From Bryce’s latest book, “Dead Reckoning”


Renée:  Are all of your books self-published?  Are any of your past books still available?

Bryce: I suppose the answer is yes. I have made a handful of one-of-a-kind handmade books and they are not available. I also teach a class at the Center for Documentary Studies at Duke University, a summer intensive in which the students, in six days, create an 80-page book of their combined work. That is available on Lulu at cost. Of my own work, I do have the second edition of my benefit book on New Orleans called “Land of Dreams” available on Lulu. You can access that link on my website.

And my most recent book, a compendium to my retrospective show “Dead Reckoning” is also available via a link on my website. It is also printed by Lulu. 

From Bryce’s latest book, “Dead Reckoning”

Renée:  Tell me about your current book…what is it about?  Where can someone buy it?

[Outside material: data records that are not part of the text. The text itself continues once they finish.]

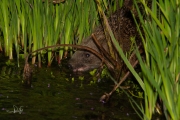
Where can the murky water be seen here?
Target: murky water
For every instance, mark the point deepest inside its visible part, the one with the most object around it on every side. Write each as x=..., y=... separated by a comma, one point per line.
x=54, y=95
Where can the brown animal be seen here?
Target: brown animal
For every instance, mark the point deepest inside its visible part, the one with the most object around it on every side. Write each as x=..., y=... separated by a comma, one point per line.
x=123, y=27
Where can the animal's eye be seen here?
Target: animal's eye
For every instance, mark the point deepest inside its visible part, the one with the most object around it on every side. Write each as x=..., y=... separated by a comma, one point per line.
x=87, y=55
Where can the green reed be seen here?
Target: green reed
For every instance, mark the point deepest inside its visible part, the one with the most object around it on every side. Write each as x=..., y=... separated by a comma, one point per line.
x=161, y=68
x=28, y=25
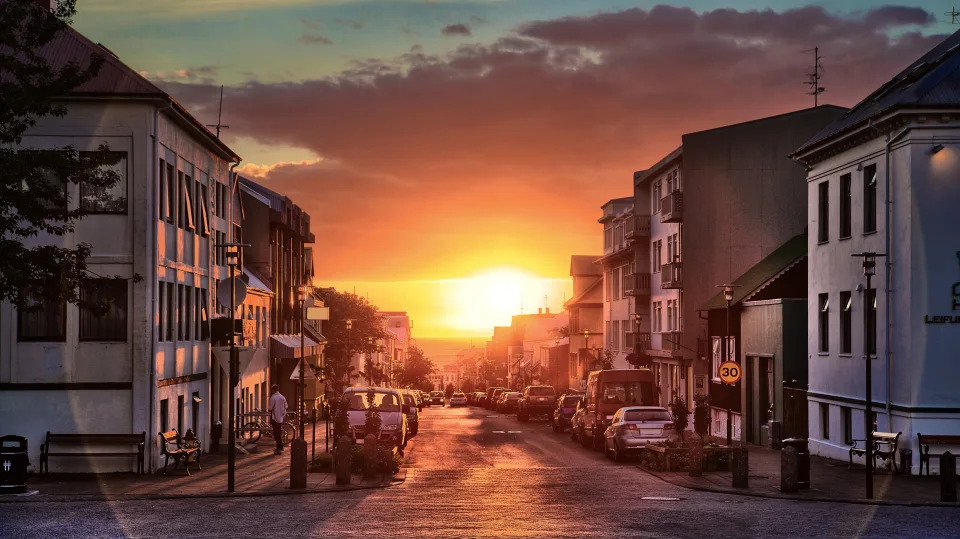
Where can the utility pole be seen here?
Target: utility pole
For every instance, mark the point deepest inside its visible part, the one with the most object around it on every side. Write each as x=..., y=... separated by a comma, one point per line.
x=813, y=80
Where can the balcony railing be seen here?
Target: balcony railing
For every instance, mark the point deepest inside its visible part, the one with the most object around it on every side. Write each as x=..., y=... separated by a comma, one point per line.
x=671, y=275
x=671, y=208
x=636, y=284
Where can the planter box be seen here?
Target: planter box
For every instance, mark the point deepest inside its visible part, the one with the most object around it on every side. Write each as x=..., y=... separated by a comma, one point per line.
x=672, y=459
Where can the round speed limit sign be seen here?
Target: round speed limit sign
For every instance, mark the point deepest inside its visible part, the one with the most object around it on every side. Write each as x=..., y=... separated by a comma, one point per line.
x=730, y=372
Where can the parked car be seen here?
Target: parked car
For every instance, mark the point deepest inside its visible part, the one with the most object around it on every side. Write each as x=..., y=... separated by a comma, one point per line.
x=536, y=400
x=496, y=396
x=411, y=411
x=509, y=401
x=563, y=412
x=634, y=427
x=393, y=429
x=607, y=392
x=492, y=396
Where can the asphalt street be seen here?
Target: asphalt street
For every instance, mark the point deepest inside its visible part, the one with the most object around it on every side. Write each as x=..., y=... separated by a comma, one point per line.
x=475, y=473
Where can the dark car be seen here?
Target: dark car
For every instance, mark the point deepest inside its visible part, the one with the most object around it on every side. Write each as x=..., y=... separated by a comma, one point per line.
x=566, y=405
x=509, y=402
x=491, y=400
x=536, y=400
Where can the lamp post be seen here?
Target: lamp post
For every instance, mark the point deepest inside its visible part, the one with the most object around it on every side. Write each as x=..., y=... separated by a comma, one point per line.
x=728, y=297
x=869, y=270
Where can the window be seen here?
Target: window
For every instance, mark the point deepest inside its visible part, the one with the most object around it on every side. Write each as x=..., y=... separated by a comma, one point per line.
x=823, y=225
x=103, y=310
x=846, y=416
x=824, y=306
x=869, y=198
x=824, y=421
x=845, y=206
x=112, y=199
x=872, y=328
x=846, y=323
x=42, y=319
x=164, y=415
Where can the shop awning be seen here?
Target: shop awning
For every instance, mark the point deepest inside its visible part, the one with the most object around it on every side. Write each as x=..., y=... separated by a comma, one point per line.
x=288, y=346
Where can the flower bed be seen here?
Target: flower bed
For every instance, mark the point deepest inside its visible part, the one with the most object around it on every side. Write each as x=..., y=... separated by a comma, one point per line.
x=673, y=458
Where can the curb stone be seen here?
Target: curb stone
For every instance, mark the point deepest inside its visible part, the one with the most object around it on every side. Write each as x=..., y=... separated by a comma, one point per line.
x=778, y=496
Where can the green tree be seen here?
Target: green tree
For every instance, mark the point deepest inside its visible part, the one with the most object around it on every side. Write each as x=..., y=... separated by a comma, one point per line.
x=417, y=368
x=33, y=181
x=366, y=328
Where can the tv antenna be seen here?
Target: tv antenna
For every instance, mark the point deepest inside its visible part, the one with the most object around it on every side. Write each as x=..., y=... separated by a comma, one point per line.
x=218, y=125
x=814, y=78
x=953, y=15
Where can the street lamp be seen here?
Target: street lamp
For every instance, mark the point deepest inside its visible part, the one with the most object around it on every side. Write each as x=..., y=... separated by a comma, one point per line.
x=869, y=270
x=728, y=297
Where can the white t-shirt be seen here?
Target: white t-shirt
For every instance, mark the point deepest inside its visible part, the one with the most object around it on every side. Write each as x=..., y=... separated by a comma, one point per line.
x=278, y=407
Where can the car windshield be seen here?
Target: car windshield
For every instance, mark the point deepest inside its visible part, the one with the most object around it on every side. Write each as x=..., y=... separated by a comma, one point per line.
x=646, y=415
x=570, y=402
x=623, y=393
x=386, y=402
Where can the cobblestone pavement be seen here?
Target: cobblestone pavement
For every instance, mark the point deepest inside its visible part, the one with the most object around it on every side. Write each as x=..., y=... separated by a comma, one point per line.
x=472, y=473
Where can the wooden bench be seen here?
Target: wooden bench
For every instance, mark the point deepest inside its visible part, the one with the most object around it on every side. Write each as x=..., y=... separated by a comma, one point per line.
x=926, y=440
x=172, y=446
x=884, y=447
x=83, y=442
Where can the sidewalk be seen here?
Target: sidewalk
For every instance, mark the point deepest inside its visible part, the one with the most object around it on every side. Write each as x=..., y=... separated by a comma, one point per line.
x=258, y=473
x=830, y=480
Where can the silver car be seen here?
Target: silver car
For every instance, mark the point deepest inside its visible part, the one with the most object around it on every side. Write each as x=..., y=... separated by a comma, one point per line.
x=633, y=427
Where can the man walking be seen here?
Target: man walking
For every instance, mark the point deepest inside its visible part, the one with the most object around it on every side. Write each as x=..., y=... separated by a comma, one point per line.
x=278, y=410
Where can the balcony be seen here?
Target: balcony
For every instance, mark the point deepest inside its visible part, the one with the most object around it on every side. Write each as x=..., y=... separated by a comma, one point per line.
x=671, y=208
x=636, y=284
x=671, y=275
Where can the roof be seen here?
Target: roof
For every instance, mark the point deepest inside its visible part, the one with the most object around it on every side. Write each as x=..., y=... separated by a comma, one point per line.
x=584, y=265
x=931, y=81
x=642, y=175
x=115, y=79
x=763, y=272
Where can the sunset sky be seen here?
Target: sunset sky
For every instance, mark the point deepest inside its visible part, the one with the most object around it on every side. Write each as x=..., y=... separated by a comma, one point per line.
x=453, y=155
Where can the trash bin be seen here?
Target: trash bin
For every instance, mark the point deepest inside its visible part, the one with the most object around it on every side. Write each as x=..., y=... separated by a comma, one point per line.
x=216, y=432
x=906, y=460
x=13, y=464
x=803, y=460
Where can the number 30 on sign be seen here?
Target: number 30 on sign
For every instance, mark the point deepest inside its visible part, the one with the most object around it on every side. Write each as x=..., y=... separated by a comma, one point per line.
x=730, y=372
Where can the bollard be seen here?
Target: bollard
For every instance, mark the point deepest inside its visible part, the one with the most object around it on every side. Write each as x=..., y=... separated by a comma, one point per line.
x=370, y=457
x=740, y=467
x=696, y=460
x=788, y=470
x=948, y=477
x=298, y=463
x=342, y=460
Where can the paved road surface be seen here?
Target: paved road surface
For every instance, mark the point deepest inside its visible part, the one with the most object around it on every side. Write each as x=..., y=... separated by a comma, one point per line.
x=473, y=473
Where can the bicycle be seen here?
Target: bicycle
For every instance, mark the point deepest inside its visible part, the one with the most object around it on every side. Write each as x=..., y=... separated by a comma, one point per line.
x=251, y=431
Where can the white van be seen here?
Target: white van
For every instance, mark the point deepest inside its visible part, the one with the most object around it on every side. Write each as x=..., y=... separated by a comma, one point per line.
x=393, y=420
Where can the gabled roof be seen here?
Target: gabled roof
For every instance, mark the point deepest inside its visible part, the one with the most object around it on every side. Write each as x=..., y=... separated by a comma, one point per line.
x=584, y=265
x=763, y=272
x=930, y=82
x=116, y=79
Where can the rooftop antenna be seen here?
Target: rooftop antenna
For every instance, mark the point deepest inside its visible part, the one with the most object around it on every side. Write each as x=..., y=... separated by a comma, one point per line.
x=218, y=125
x=814, y=78
x=953, y=15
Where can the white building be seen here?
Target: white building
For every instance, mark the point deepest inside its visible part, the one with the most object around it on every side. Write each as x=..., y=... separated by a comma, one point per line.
x=144, y=365
x=883, y=179
x=618, y=269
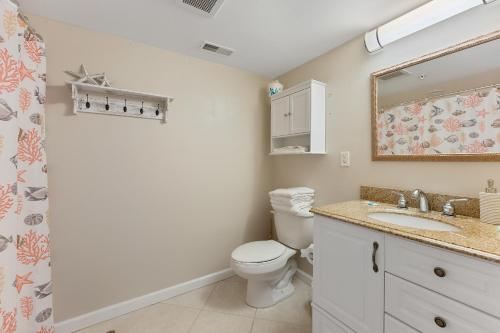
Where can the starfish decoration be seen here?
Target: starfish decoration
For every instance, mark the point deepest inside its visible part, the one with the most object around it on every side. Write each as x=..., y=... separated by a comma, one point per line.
x=482, y=113
x=24, y=72
x=21, y=281
x=83, y=76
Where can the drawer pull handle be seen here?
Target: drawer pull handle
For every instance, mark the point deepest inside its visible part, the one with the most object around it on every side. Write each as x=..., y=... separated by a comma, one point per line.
x=374, y=260
x=439, y=272
x=440, y=322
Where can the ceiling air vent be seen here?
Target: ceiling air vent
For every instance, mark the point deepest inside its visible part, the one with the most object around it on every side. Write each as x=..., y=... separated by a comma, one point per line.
x=211, y=47
x=392, y=75
x=204, y=7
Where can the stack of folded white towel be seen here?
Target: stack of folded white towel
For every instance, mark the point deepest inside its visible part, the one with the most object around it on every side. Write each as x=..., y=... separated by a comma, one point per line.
x=296, y=200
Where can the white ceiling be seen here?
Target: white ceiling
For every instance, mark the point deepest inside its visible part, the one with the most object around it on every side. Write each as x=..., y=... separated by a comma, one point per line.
x=471, y=68
x=270, y=37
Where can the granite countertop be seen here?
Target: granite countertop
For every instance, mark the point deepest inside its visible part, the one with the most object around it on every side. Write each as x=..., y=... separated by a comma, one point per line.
x=475, y=238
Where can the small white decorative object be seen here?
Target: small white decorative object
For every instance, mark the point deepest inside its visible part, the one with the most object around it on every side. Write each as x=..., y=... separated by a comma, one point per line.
x=274, y=88
x=83, y=76
x=489, y=203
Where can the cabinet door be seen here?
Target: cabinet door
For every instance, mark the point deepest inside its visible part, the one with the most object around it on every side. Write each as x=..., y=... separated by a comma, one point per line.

Bryce:  I was honored that The Light Factory, in Charlotte, NC, offered me a retrospective show for “Dead Reckoning”, and they gave me WAY too much time to ponder the exhibition. I ended up doing a deep dive into my archives and determined that the story I wanted to tell would take more images than what would fit on the gallery walls. The book and exhibition is about the artistic journey. It is about the evolution of a creative voice. I purposefully used anchor images of mine that are more well known, but sprinkled in lots of widows and orphans… work that was important in terms of exploring new techniques, or subjects that were important to me personally, but none of which ended up in bigger projects. A friend of mine said it was about “the spaces in between”. I don’t think this will be a best-seller, but it was important for me to have a record to what I was trying to express.

It is available on my website. I have limited the run to 100 copies, each of which will be signed and numbered.

Renée:  Do you have any plans for further books?

Bryce: I do. Now that I am over my old school ideas, I don’t think of the book as some unattainable concept. I have a lot of ideas that, in my mind, are best served as books. So I am looking at concepts and everyday it seems a new printer opens for business that offers more possibilities, so I look forward to matching those resources with the concepts I have. 

Renée:  Can we expect to see you at the PhotoNOLA PhotoBOOK Fair in 2021?

Bryce: Fingers crossed. Anytime I have even the flimsiest reason to come back to New Orleans, I try my best to make it happen.